Le directeur général de l’AMJ, Timothy Balding, a déclaré : « La réputation internationale du gouvernement camerounais est gravement affectée par la persécution incessante de Freedom FM et de son directeur, Pius Njawe, qui compte parmi les défenseurs de la liberté de la presse les plus engagés en Afrique. Les délais dans les procédures légales, les amendes et la confiscation des équipements ont clairement pour but de faire taire Freedom FM ».

Au gré des procédures, les autorités ont requis un changement de nom, tenté d'imposer les thématiques abordées, jusqu'à limiter le champ d'investigation des journalistes aux « accidents de la route » puis au « développement urbain ». Elles ont ensuite exigé une délocalisation de l'émetteur à plus de 70 km de la ville.

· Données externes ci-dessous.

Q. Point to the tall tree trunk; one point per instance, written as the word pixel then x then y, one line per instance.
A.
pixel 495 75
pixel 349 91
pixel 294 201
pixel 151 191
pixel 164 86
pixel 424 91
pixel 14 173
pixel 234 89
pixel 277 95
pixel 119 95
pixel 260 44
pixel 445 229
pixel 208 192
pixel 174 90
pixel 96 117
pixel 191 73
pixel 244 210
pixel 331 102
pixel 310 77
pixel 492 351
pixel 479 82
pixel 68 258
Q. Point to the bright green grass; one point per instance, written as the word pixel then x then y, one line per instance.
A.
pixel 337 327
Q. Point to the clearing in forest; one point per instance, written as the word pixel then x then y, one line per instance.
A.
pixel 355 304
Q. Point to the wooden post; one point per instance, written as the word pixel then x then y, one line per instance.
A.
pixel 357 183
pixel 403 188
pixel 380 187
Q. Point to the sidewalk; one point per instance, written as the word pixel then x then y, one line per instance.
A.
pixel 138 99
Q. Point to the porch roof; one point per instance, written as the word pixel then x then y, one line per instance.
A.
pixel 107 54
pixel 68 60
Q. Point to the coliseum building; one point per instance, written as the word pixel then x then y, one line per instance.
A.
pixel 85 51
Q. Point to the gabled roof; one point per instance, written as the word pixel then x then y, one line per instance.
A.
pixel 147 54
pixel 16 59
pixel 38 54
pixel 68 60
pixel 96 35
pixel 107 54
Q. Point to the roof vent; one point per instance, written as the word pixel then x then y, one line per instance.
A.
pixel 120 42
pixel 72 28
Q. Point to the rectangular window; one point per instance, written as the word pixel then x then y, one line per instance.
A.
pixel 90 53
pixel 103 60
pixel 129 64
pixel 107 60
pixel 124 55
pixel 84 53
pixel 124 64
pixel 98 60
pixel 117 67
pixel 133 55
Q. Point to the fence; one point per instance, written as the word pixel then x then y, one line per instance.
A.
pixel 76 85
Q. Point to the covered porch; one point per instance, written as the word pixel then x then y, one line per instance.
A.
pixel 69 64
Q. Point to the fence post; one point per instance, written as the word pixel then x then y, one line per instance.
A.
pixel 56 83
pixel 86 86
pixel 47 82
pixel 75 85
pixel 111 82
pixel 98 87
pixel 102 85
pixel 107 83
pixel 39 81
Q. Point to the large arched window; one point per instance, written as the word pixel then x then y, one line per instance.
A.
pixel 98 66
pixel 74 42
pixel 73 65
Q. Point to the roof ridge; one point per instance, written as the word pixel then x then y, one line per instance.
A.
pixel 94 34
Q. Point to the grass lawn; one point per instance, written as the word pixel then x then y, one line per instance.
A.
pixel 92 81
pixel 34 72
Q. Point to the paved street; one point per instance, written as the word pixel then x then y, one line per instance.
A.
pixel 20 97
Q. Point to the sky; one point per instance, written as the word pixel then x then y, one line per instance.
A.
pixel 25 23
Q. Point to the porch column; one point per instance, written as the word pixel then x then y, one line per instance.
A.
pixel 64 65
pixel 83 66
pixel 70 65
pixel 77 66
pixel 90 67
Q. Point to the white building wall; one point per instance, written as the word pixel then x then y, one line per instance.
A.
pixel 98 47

Enfin, la fréquence octroyée à la radio a été cédée à une organisation tierce, alors que les autorités évoquaient des problèmes d'interférence avec la radio nationale de Guinée Equatoriale.

« Bien qu'aucun journaliste ne soit emprisonné actuellement au Cameroun, la presse subit quotidiennement une forme de répression de plus en plus sophistiquée ; les menaces de mort et autres intimidations au rang desquelles les agressions, sont monnaie courante », a déclaré Pius N. Njawé, Directeur du Messager.

A la veille du lancement de la radio, fin mai 2003, des troupes mixtes (militaires, gendarmes et policiers) ont pris d'assaut les locaux de la radio, sous le commandement du délégué à la sûreté nationale et d'un représentant du Ministère de la Communication. Les troupes ont posé des scellés et bloquent, depuis, l'accès au bâtiment. Les travaux d'étanchéité n'ayant pas été terminés avant la saison des pluies, l'état actuel du matériel, un investissement d'une valeur de 60 millions CFA environ (109.000 euros), est très préoccupant.

Le juge des référés "d'heure à heure" (en fait de mois à mois) chargé de l'affaire a prononcé le renvoi de la « procédure d’urgence » à de multiples reprises. Lors de la 21ème audience, le 14 janvier dernier, le représentant de la Délégation Générale à la Sûreté Nationale, M. Landry MFOUM MINKOUA, venu spécialement de la capitale Yaoundé, a déclaré que le matériel importé par le groupe était si « perfectionné » qu’il permettait des contacts avec « des personnes particulières » susceptibles de « fomenter contre le régime ». Le juge des référés a finalement rendu son verdict hier 26 janvier, lors de la 23ème audience, en se déclarant incompétent pour ordonner la main levée des scellées sur les installations et les équipements de Freedom FM, sous le prétexte que l’intervention des forces de l’ordre étaient intervenues « en exécution de l'arrêté du ministre de la communication » portant interdiction de la radio.

« Ces accusations sont porteuses de graves et très inquiétantes menaces » a déclaré White. « Il est scandaleux qu’une procédure d’urgence aboutisse après 5 mois à un tel discours ».

Le ministre de la Communication, Jacques Fame Ndongo, lui-même journaliste de formation, a en effet engagé une autre procédure, au pénal, devant le juge correctionnel de Douala contre Pius N. Njawé et le groupe multimédia Le Messager pour « création illégale d'une entreprise de communication audiovisuelle » ; le ministre demande la condamnation du directeur du groupe, le paiement d'une amende de 300.000 à 3.000.000 de francs CFA, et surtout la saisie des équipements de la radio. Cette autre affaire a été renvoyée également à de multiples reprises, la dernière en date pour le 12 février, suite à un défaut de paiement du Ministère de la Communication qui n’a pas réglé la consignation de 30 000 FCFA (moins de 50 euros) pour la saisie du tribunal.

« Les autorités soutiennent avec vergogne que ce blocage de la procédure pénale, dont elles sont responsables, s’impose à la procédure civile introduite par le groupe en urgence» a déclaré Pius N. Njawé. « Il s’agit donc d’une réelle manœuvre dilatoire, qui cherche à étouffer notre droit fondamental d’accès à la justice ».

La Fédération Internationale des Journalistes et l'Association Mondiale des Journaux font part de leur grave préoccupation quant aux pressions exercées sur les médias indépendants alors que se profile l'élection présidentielle de 2004, prévue en octobre prochain. Elles demandent instamment aux autorités camerounaises de mettre un terme aux attaques contre la liberté d'expression, de lever au plus vite le siège de Freedom FM et de rembourser les dommages occasionnés.